Dessa vez a inspiração veio da leitura de um texto de João Ubaldo Ribeiro publicado no livro O rei da noite. Mas não no sul é o título da crônica em que João lamenta sua falta de conhecimento em relação aos assuntos tratados em festinhas e reuniões sociais, mas apresenta uma alternativa para disfarçar sua deficiência em determinadas situações. Quando o tema é geografia ou história, ele costuma dizer “mas não no sul”, uma frase que faz com que pareça entendido assunto. Lembrei agora do Falso Entendido do Luís Fernando Veríssimo. Genial.
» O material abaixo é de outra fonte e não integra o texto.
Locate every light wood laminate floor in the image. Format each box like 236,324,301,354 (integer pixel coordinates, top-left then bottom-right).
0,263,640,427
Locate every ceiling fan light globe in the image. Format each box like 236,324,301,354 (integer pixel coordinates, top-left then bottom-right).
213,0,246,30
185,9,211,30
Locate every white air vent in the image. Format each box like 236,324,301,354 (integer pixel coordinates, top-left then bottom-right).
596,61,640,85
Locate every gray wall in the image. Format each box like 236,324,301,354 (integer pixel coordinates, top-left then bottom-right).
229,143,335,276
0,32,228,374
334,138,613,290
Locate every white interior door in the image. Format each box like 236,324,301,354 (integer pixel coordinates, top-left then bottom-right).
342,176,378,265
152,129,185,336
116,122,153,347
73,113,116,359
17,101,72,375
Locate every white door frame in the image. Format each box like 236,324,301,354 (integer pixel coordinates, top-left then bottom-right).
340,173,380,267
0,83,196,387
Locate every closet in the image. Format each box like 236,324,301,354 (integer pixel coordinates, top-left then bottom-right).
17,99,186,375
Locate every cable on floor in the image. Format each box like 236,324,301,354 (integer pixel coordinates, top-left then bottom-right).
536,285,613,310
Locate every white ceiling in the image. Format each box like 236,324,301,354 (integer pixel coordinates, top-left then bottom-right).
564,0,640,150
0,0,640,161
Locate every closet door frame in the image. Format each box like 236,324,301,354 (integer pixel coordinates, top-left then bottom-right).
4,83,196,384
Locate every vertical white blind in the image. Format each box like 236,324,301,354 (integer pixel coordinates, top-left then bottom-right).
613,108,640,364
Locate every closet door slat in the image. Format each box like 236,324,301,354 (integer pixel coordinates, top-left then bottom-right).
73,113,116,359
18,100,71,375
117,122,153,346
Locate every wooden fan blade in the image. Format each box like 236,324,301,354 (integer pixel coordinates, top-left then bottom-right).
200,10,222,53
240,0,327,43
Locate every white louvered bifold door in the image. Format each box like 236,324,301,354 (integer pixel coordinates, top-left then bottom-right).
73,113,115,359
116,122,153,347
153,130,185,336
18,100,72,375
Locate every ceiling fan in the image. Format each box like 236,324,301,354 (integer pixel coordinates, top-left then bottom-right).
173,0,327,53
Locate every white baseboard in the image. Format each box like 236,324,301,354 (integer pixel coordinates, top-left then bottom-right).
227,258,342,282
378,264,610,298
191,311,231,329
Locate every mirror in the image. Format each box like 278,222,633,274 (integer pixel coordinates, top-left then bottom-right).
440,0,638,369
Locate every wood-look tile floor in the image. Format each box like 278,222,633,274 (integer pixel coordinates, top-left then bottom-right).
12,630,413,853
Meu texto é diferente, e se refere às lamentações e queixas que sou convocado a ouvir em alguns encontros casuais do dia a dia. Nem sempre quem pergunta se está tudo bem quer saber se está tudo bem. Como você bem sabe, são muitas as pessoas que reclamam da vida com boa frequência. Os motivos são diversos: para aliviar frustrações, buscar aprovação ou simplesmente para cultivar um velho hábito. Do outro lado estão os que escutam, porque, enfim, alguém precisa escutar. No fim, reclamar é quase um esporte coletivo: uns falam, outros ouvem, uns saem mais leves, outros, mais pesados.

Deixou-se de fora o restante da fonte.